I agree with you. But the current system is set up with positive feedback and, therefore, is a guaranteed engine of inequality. A school with one great researcher gets money. That attracts 10 more great researchers (I’m including grad students in this term). They do more great research and get more money. Eventually this school has so much money that they’re an incumbent whom an upstart university can never hope to compete with. It’s the “generational wealthy” that people at Harvard, Yale, and Columbia love to say is immoral on an individual basis. The positive feedback can be broken simply by taking these noble folks at their anti-inequality word. Take all of the money away from the rich schools in the richest states and give it to the best schools in the poorest states. Great researchers have a track record of following the money.
(A simpler statement of the above: Harvard and Columbia don’t have great researchers because they’re inherently great, e.g., better administration and more elaborate DEI programs. They have great researchers today because they had great researchers 10, 20, and 30 years ago who wrote successful grant applications.)
@Philip, you raise a great point. Our government is quick to break up monopolies in the corporate world, yet institutions like Harvard, and other Ivy League schools, have effectively become monopolies themselves, made so by the government help using tax payers money. If we are serious about addressing systemic inequality and promoting fair access, these academic monopolies need to be broken down and restructured as well.
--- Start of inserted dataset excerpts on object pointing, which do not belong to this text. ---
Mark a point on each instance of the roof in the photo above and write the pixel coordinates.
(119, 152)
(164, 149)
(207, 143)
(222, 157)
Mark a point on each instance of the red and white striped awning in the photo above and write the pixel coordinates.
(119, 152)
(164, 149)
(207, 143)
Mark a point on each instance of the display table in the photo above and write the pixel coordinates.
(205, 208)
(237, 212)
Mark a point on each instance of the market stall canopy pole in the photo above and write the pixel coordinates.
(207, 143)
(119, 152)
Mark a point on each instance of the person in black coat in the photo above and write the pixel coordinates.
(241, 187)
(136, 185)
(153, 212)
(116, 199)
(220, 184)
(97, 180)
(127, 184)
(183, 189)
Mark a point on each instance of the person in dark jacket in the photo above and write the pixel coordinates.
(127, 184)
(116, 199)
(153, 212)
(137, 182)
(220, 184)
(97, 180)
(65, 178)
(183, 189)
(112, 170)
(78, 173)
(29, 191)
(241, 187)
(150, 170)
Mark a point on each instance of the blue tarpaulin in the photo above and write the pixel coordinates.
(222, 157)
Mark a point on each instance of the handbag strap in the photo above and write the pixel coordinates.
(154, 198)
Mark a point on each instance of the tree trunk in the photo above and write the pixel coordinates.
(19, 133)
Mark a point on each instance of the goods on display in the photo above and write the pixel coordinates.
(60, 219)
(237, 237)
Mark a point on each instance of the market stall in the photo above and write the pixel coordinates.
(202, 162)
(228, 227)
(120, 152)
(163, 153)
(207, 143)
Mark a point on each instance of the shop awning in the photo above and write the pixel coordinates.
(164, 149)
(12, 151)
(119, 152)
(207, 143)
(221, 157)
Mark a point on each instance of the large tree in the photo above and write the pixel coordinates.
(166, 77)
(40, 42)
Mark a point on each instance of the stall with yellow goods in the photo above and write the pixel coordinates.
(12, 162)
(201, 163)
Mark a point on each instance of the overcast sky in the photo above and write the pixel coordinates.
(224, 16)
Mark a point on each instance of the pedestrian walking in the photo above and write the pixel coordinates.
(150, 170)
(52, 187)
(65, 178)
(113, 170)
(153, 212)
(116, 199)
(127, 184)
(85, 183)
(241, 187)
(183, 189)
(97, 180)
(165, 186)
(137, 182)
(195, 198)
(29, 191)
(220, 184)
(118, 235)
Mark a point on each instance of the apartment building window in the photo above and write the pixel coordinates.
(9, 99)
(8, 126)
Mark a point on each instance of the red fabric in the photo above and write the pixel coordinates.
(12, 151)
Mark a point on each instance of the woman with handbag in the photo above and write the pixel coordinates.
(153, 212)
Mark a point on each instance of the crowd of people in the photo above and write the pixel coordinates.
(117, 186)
“Maybe the ultimate hack would be moving into a zip code that is 99% occupied by The Villages or similar kids-forbidden development. It’s virtually guaranteed that zero other kids will apply from that zip code if kids under age 19 aren’t allowed to live in 99% of that zip code.” This is fake news. The ultimate hack would be just renting a p.o. box in one of these trash neighborhoods and “identifying” the p.o. box as your home. Or else just rent a cheap apartment and get mail forwarded.